Da janela, o director Rui Madeira diz que tem olhado para estas manifestações “com muita calma e muita tranquilidade”, mas reconhece que os protestos subiram de tom e geraram alguma clivagem. “Estamos todos do mesmo lado no objectivo, nos meios é que não”, diz ao PÚBLICO. O diálogo tem sido de conflito, comenta, e é nesse sentido que o vê como “criticável”. E garante que os alunos vão ser penalizados, “porque não vai haver faltas justificadas, como é óbvio”.

O director da escola diz estar em comunicação com os alunos, mas acredita que houve uma “quebra da confiança” que lhes depositou até esta quinta-feira. “Tenho confiança absoluta nos alunos, até prova em contrário. Sinto que hoje poderia ter havido maior lealdade.”

Quanto às acusações dos alunos de que a direcção trancou os alunos que estavam barricados no telhado, o director diz não ter conhecimento disso. Os alunos acusam ainda a direcção de ter cortado o acesso a água aos estudantes no edifício e de ter confiscado um telemóvel. A polícia acabou por não ser chamada, ainda que os alunos estivessem preparados para essa possibilidade.

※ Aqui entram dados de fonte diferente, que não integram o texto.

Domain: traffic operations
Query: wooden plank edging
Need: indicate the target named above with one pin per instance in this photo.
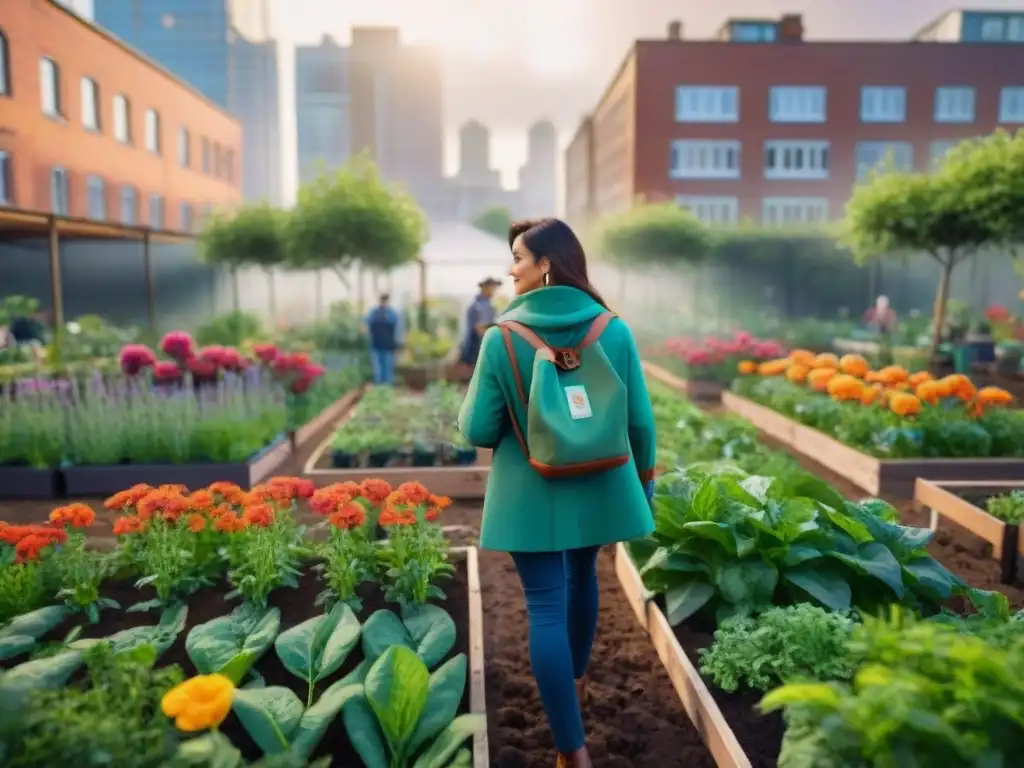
(696, 699)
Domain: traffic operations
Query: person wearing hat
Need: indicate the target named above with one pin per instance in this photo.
(479, 317)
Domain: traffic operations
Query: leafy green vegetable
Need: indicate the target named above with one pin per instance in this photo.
(781, 644)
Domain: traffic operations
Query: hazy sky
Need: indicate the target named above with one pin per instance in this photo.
(510, 62)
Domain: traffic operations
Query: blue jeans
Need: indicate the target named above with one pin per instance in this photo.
(561, 603)
(382, 361)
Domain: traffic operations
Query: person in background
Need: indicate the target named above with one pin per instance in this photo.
(479, 317)
(384, 328)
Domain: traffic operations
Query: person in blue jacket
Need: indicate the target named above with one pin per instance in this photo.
(384, 328)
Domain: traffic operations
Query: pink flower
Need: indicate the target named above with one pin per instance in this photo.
(177, 344)
(134, 357)
(166, 372)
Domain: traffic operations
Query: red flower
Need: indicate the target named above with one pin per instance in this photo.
(166, 372)
(177, 344)
(134, 357)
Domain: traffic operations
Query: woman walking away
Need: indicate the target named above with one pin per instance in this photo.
(559, 395)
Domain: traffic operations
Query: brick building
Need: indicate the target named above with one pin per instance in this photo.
(89, 128)
(761, 124)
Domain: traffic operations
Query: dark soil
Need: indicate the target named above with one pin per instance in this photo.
(296, 606)
(960, 550)
(760, 735)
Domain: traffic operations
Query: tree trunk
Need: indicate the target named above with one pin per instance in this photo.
(941, 299)
(272, 298)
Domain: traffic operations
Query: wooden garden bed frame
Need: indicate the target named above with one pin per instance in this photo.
(891, 477)
(700, 391)
(941, 501)
(697, 700)
(466, 482)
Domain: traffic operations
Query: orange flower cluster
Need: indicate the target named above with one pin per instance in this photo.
(849, 379)
(30, 541)
(74, 515)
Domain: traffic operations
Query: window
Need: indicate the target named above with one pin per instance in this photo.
(153, 131)
(6, 180)
(97, 198)
(129, 205)
(797, 103)
(58, 192)
(992, 29)
(122, 119)
(954, 104)
(4, 66)
(183, 154)
(49, 85)
(711, 210)
(876, 155)
(883, 103)
(1012, 104)
(157, 211)
(796, 160)
(707, 103)
(795, 211)
(90, 103)
(705, 160)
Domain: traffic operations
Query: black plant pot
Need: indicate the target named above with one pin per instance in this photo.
(379, 459)
(342, 460)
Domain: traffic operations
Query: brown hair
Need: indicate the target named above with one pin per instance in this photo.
(553, 240)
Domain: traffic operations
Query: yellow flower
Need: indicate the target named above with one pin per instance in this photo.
(199, 702)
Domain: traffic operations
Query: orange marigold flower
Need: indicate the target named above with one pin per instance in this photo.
(260, 515)
(818, 378)
(798, 373)
(920, 378)
(374, 491)
(349, 515)
(229, 522)
(903, 403)
(77, 515)
(128, 525)
(994, 396)
(845, 387)
(854, 365)
(202, 501)
(929, 391)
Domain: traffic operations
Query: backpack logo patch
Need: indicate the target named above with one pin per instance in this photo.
(579, 402)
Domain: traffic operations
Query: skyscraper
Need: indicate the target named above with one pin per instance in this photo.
(537, 176)
(225, 50)
(322, 101)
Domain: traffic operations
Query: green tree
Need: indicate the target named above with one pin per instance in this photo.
(252, 236)
(353, 217)
(495, 220)
(940, 214)
(662, 233)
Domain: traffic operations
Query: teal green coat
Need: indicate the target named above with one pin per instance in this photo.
(522, 511)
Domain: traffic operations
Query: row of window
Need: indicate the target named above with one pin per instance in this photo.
(697, 159)
(808, 103)
(97, 200)
(216, 160)
(724, 211)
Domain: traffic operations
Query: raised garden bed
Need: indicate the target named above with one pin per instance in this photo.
(700, 705)
(401, 436)
(86, 481)
(700, 391)
(29, 482)
(891, 477)
(963, 503)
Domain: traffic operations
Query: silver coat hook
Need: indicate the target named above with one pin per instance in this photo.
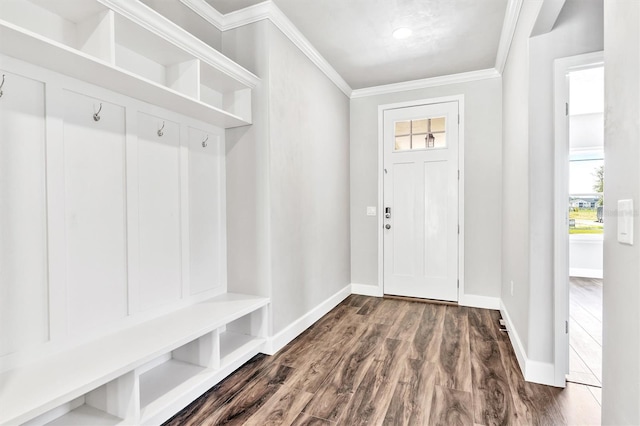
(96, 116)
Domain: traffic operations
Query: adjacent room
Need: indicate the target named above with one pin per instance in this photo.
(319, 212)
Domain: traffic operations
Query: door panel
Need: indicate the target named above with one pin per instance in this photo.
(421, 190)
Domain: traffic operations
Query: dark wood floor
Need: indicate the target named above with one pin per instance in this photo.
(585, 332)
(374, 361)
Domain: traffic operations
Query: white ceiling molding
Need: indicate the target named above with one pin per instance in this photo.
(547, 16)
(268, 10)
(147, 18)
(508, 31)
(207, 12)
(426, 82)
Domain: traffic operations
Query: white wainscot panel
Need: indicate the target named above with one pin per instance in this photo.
(95, 227)
(205, 215)
(586, 255)
(23, 262)
(158, 212)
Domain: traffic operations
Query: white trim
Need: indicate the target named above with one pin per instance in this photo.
(561, 237)
(248, 15)
(281, 21)
(268, 10)
(206, 11)
(586, 273)
(475, 301)
(533, 371)
(367, 290)
(547, 16)
(426, 82)
(282, 338)
(151, 20)
(381, 109)
(508, 32)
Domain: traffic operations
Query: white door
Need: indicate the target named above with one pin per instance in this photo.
(421, 201)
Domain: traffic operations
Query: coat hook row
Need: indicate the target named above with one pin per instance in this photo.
(96, 116)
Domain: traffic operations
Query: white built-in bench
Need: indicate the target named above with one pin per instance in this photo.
(140, 375)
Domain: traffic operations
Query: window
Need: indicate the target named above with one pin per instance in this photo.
(586, 178)
(426, 133)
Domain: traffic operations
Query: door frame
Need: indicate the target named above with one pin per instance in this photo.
(415, 103)
(562, 66)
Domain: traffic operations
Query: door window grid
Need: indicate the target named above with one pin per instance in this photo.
(426, 133)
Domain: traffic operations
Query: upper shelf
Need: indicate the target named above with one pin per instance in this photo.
(131, 49)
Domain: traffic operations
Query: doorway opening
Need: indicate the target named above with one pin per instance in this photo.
(586, 224)
(579, 204)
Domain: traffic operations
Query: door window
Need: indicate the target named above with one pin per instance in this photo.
(425, 133)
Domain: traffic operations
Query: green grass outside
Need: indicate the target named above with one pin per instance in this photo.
(586, 221)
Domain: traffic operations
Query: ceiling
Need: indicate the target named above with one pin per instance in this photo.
(354, 36)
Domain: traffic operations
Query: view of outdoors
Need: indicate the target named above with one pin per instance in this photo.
(585, 199)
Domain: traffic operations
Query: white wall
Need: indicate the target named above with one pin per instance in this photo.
(288, 179)
(482, 174)
(529, 158)
(621, 310)
(309, 144)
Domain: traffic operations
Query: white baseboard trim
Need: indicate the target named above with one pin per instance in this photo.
(533, 371)
(475, 301)
(367, 290)
(585, 273)
(282, 338)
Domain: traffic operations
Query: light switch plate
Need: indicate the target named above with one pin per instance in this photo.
(625, 221)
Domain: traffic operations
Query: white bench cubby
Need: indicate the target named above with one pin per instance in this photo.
(129, 48)
(140, 375)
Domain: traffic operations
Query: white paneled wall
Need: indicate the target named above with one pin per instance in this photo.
(23, 258)
(95, 212)
(104, 223)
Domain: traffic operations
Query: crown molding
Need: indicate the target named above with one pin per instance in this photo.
(149, 19)
(268, 10)
(281, 21)
(508, 32)
(206, 11)
(426, 82)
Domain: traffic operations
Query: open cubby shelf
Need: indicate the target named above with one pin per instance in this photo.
(170, 360)
(133, 51)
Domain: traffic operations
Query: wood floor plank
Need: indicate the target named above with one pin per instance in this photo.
(492, 400)
(533, 403)
(334, 395)
(369, 403)
(388, 311)
(450, 407)
(218, 395)
(578, 405)
(428, 337)
(244, 404)
(283, 408)
(349, 368)
(411, 401)
(454, 364)
(307, 420)
(408, 322)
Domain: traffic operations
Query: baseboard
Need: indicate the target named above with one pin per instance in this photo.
(367, 290)
(533, 371)
(585, 273)
(282, 338)
(475, 301)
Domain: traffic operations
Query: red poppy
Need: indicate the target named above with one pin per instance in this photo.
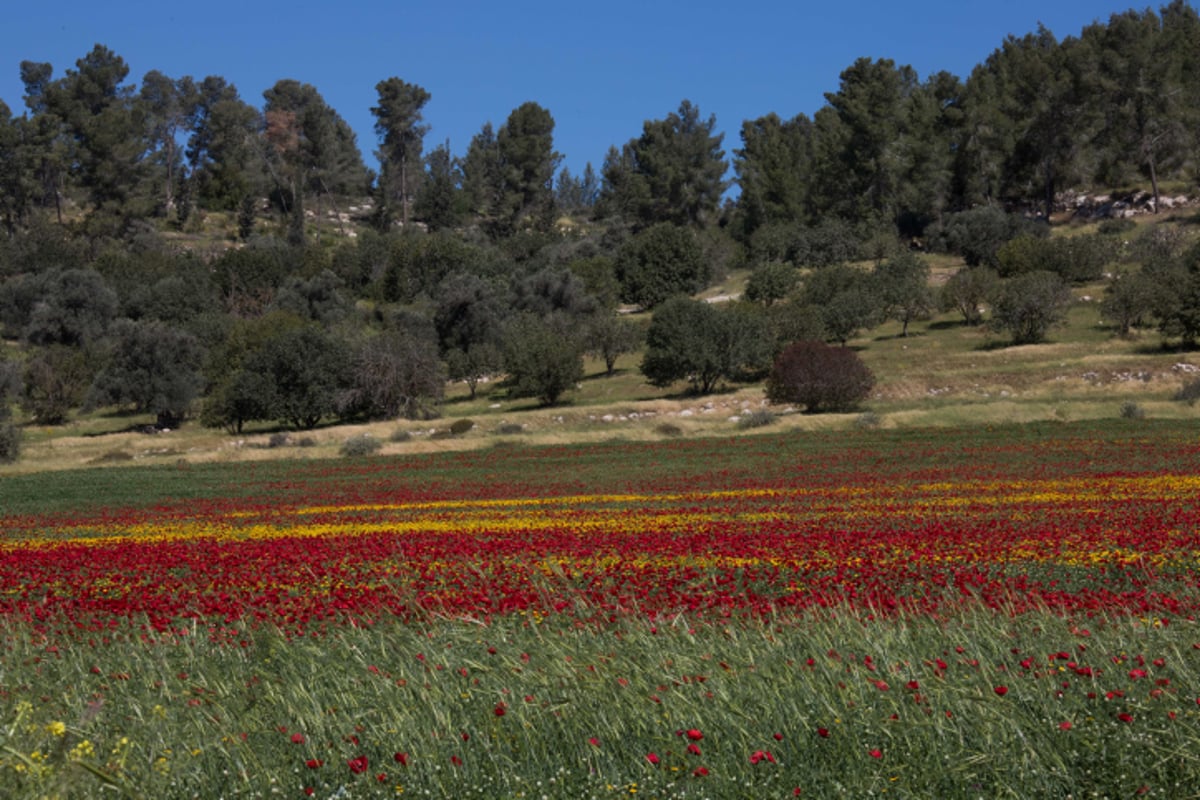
(761, 756)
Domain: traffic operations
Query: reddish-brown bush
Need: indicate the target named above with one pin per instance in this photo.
(819, 377)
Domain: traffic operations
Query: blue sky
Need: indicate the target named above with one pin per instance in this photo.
(600, 68)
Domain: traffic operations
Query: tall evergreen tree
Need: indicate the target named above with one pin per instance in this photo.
(401, 136)
(528, 163)
(165, 104)
(675, 172)
(774, 169)
(223, 150)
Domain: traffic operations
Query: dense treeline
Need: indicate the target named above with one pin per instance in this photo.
(171, 242)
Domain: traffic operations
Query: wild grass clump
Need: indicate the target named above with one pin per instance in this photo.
(460, 427)
(868, 421)
(112, 457)
(360, 445)
(1131, 410)
(669, 429)
(756, 419)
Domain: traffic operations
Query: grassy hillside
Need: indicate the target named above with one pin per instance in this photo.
(943, 373)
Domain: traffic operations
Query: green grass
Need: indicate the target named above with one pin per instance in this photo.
(184, 717)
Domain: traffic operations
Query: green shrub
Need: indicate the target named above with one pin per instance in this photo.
(1189, 392)
(361, 445)
(10, 443)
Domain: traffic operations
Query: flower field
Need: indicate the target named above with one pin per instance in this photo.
(943, 613)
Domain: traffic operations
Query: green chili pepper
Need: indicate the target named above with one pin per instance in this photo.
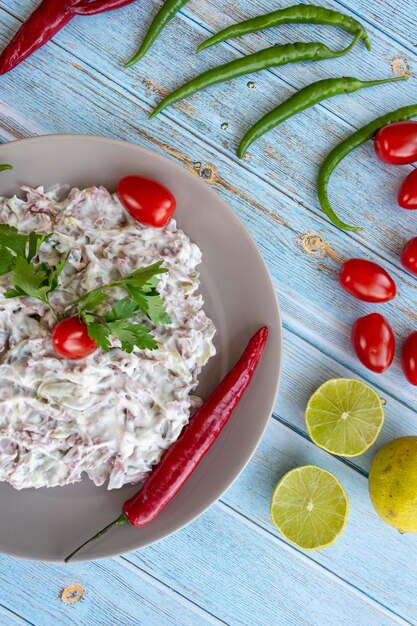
(270, 57)
(303, 99)
(297, 14)
(345, 147)
(168, 10)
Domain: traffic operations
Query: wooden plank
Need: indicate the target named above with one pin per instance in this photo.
(114, 593)
(291, 266)
(9, 618)
(283, 173)
(330, 330)
(241, 570)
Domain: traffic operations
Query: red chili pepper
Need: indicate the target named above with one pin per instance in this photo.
(409, 358)
(45, 22)
(181, 459)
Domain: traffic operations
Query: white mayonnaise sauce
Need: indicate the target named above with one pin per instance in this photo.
(110, 415)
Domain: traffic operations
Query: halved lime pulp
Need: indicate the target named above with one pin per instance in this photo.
(344, 416)
(309, 507)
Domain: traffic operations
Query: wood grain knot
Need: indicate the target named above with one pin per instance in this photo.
(400, 67)
(316, 246)
(313, 244)
(207, 172)
(72, 593)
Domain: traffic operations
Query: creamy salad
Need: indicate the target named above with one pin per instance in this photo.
(110, 415)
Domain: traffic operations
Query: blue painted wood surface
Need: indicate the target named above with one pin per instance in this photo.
(231, 566)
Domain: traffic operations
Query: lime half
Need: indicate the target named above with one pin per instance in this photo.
(344, 416)
(310, 507)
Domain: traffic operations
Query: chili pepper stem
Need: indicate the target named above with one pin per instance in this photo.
(120, 521)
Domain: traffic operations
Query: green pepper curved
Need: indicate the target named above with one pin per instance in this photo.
(270, 57)
(304, 99)
(296, 14)
(168, 10)
(345, 147)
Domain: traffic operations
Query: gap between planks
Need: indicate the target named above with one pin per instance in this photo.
(203, 613)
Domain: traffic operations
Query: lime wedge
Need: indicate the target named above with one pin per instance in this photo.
(310, 507)
(344, 416)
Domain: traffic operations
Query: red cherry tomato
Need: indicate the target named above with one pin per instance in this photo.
(146, 200)
(409, 256)
(70, 339)
(374, 342)
(397, 143)
(409, 358)
(367, 281)
(407, 196)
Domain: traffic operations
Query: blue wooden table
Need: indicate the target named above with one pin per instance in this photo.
(231, 566)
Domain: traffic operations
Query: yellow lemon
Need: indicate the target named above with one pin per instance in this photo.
(393, 484)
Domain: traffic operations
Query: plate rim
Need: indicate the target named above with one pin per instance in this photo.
(241, 226)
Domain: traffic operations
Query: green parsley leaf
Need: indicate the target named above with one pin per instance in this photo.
(121, 310)
(156, 310)
(6, 260)
(132, 335)
(99, 332)
(29, 279)
(14, 293)
(152, 305)
(139, 296)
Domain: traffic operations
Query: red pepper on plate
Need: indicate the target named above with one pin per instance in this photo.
(45, 22)
(181, 459)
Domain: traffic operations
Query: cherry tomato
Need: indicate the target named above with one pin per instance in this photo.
(374, 342)
(146, 200)
(409, 358)
(70, 339)
(407, 196)
(397, 143)
(409, 256)
(367, 281)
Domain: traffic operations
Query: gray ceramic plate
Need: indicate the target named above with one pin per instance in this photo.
(46, 524)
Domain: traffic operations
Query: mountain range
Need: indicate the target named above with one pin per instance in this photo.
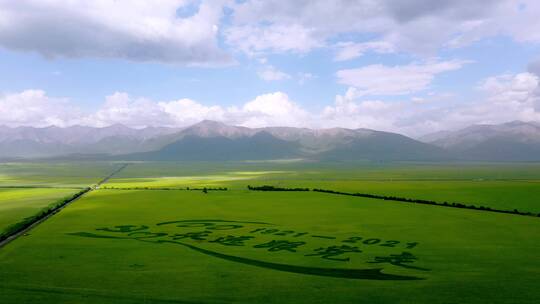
(215, 141)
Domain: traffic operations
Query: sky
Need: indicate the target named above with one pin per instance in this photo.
(412, 67)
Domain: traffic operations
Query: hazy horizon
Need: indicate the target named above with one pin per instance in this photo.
(412, 68)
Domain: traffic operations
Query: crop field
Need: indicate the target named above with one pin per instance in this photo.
(499, 186)
(53, 174)
(19, 203)
(143, 236)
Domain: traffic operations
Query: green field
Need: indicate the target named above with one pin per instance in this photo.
(20, 203)
(241, 246)
(499, 186)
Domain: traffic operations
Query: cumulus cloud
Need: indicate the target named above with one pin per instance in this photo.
(277, 38)
(420, 26)
(274, 109)
(379, 79)
(349, 50)
(35, 108)
(503, 98)
(270, 73)
(134, 30)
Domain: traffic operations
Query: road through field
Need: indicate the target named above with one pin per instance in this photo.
(53, 212)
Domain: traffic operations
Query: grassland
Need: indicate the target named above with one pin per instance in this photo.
(463, 256)
(53, 174)
(238, 246)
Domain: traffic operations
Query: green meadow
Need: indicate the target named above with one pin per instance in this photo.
(53, 174)
(499, 186)
(17, 204)
(131, 242)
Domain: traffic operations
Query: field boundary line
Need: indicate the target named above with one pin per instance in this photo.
(397, 199)
(49, 213)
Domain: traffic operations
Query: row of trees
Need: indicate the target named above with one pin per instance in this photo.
(272, 188)
(27, 222)
(427, 202)
(204, 189)
(396, 198)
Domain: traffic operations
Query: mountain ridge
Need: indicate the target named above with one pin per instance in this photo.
(212, 140)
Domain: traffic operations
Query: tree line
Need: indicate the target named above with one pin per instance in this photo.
(272, 188)
(204, 189)
(396, 198)
(27, 222)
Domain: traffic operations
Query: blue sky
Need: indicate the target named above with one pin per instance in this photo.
(411, 66)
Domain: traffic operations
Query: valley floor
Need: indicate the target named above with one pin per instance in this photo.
(133, 245)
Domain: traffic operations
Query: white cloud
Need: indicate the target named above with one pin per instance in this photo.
(505, 98)
(134, 30)
(395, 80)
(350, 50)
(273, 109)
(277, 38)
(270, 73)
(420, 27)
(35, 108)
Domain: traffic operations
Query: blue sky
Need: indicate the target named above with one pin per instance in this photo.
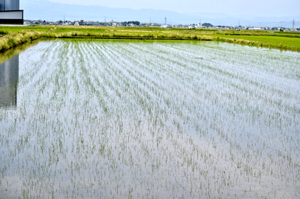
(264, 8)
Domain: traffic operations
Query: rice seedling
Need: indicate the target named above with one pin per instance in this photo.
(156, 119)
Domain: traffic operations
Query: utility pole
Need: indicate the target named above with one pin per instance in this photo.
(293, 23)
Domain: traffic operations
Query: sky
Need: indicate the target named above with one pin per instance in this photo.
(264, 8)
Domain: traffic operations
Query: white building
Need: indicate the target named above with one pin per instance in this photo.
(10, 12)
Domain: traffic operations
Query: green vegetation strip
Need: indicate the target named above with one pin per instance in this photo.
(284, 41)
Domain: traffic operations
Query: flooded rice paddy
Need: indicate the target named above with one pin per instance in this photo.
(125, 119)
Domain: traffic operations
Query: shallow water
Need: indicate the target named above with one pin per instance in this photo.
(126, 119)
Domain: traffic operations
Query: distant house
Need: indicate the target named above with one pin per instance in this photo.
(132, 23)
(166, 26)
(207, 25)
(256, 28)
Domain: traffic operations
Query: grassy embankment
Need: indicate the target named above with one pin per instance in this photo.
(280, 40)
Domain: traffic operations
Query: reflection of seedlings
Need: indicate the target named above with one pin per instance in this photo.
(119, 119)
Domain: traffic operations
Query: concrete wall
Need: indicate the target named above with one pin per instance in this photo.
(6, 5)
(11, 15)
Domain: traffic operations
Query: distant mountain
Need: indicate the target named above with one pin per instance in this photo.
(46, 10)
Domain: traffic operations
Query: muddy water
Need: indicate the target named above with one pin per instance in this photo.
(125, 119)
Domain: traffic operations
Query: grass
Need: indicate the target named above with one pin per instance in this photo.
(13, 39)
(280, 40)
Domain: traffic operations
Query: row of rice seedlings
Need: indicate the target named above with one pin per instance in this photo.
(137, 155)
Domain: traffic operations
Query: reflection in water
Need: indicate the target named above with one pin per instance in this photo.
(9, 75)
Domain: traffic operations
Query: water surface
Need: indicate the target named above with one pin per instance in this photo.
(134, 119)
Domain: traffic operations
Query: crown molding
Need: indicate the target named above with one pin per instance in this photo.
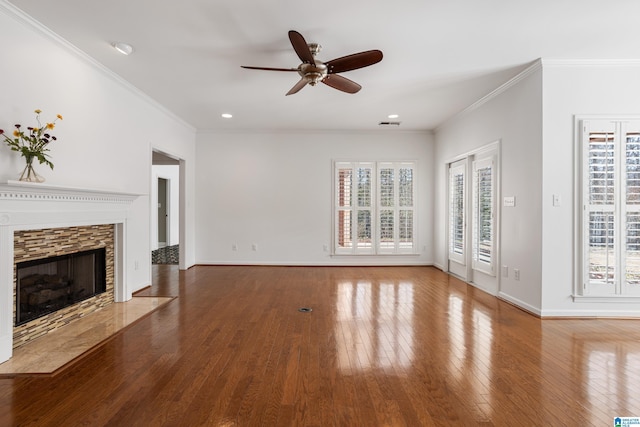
(532, 68)
(551, 62)
(20, 16)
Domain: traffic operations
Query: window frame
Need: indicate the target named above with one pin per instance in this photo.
(585, 287)
(478, 263)
(376, 249)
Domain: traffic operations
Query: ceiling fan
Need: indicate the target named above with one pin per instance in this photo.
(313, 71)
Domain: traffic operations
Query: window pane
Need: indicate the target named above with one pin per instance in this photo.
(364, 229)
(601, 168)
(344, 229)
(405, 177)
(456, 213)
(633, 168)
(386, 187)
(633, 249)
(364, 187)
(345, 182)
(601, 250)
(405, 233)
(484, 233)
(386, 229)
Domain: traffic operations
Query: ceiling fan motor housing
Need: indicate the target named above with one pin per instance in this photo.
(314, 73)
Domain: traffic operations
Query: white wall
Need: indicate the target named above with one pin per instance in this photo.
(275, 190)
(104, 141)
(170, 173)
(595, 88)
(513, 116)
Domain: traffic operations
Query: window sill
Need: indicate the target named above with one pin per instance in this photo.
(609, 298)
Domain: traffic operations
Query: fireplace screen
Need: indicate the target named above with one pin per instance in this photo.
(50, 284)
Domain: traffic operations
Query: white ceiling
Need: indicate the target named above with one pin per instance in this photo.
(440, 56)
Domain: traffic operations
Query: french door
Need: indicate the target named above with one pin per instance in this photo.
(472, 205)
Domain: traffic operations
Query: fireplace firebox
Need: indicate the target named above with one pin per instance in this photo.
(50, 284)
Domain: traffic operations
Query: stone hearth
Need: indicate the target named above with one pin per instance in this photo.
(25, 206)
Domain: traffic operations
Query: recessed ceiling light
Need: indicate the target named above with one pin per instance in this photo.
(123, 48)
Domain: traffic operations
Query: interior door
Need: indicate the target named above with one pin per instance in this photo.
(163, 213)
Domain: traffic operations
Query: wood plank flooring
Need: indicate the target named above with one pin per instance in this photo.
(382, 346)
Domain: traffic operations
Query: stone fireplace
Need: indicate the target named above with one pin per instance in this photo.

O estudante Mateus Dias, de 16 anos, ressalva que a direcção mostrou flexibilidade e que sentiram esse “grande apoio” do director ao início. Com mais protestos e “mais agressividade”, o cenário foi mudando de figura. “Isto não é nada contra a escola, apoiamos toda a escola e todo o ensino, mas é um protesto que tem de ser feito”, justifica. “Neste momento, acredito que estamos a ter mais voz e atenção”, diz. “O protesto só acaba quando nos expulsarem. É para durar.”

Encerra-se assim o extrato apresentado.